Fermat never gave a proof, only announced he had one (sounds familiar?). Euler did give a proof, which was flawed, see Franz Lemmermeyer's lecture notes, or see page 4 of David Cox's introduction.

For a discussion why a proof along the lines set out by Fermat is unlikely to work, see this MO posting.

---- trivia ----

As a curiosity, I looked up Fermat's original text (reproduced below from his collected works), written in the margin of the Arithmetica of Diophantus:

Can one find in whole numbers a square different from 25 that, when increased by 2, becomes a cube? This would seem at first to be difficult to discuss; and yet, I can proof by a rigorous demonstration that 25 is the only integer square that is less than a cube by two units. For rationals, the method of Bachet would provide an infinity of such squares, but the theory of integer numbers, which is very beautiful and subtle, was not known previously, neither by Bachet, nor by any author whose work I have read.
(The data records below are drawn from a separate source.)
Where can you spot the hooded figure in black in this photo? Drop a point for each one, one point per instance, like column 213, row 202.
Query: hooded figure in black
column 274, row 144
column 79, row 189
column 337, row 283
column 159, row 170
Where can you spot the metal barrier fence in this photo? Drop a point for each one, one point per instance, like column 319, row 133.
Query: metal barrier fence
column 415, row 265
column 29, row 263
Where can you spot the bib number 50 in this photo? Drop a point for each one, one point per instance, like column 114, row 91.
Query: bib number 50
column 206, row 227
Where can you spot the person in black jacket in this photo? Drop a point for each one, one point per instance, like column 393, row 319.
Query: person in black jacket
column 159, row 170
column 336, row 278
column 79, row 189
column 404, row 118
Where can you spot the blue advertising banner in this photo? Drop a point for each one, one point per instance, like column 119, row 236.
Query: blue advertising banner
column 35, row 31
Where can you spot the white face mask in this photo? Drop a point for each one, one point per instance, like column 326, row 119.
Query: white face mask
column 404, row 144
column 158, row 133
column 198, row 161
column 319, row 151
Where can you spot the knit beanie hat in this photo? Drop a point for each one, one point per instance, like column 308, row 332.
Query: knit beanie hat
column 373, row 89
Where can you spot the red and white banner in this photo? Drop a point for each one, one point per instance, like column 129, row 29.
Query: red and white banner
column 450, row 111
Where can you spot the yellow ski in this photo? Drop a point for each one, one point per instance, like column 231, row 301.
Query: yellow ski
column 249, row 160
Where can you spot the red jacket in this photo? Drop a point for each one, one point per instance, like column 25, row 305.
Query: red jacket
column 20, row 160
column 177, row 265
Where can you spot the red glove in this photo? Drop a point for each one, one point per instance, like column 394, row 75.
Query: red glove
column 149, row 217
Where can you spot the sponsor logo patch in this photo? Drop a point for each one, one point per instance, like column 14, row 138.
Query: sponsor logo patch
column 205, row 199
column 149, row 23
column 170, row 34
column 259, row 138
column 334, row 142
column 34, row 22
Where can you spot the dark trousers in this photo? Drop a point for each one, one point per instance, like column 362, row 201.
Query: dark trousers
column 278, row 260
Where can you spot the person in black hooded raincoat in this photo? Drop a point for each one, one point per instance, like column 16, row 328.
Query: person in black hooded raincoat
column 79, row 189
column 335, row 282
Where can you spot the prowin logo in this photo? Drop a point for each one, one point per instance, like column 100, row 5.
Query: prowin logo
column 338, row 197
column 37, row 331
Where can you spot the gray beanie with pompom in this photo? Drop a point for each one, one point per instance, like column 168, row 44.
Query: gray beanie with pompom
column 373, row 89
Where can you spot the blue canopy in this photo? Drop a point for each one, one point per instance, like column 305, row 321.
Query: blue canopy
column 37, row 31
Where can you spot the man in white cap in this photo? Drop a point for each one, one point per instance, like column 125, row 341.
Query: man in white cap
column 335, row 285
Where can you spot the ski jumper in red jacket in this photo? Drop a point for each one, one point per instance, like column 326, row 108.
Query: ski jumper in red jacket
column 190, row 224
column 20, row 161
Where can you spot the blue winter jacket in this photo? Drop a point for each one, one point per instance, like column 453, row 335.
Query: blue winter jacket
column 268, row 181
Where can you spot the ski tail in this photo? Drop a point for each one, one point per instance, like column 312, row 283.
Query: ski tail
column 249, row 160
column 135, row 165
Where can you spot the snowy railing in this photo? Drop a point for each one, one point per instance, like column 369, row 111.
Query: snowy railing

Fermat did not prove this result; he claimed that the only solution is the obvious one and conjectured (in words that seem to suggest he knew how to prove it, but without explicitly saying so) that this can be proved by descent. I am sure that Fermat, if he really believed to have a proof (in my opinion he did not), was mistaken.

I am not aware of any proofs based on Fermat's techniques alone, and I have often tried to find one myself - so far without success.


A completely elementary proof can be found on page 561 of the Nov 2012 edition of The Mathematical Gazette, where a descent mechanism first used by Stan Dolan in the March 2012 edition is adapted (as per his challenge to the “interested reader”) to solve both of Fermat’s “elliptic curve” theorems. The method uses math which was clearly available in Fermat’s time, and in particular to Fermat himself.

I personally believe this finally puts to rest any questions of whether Fermat could have had a proof of these two claims.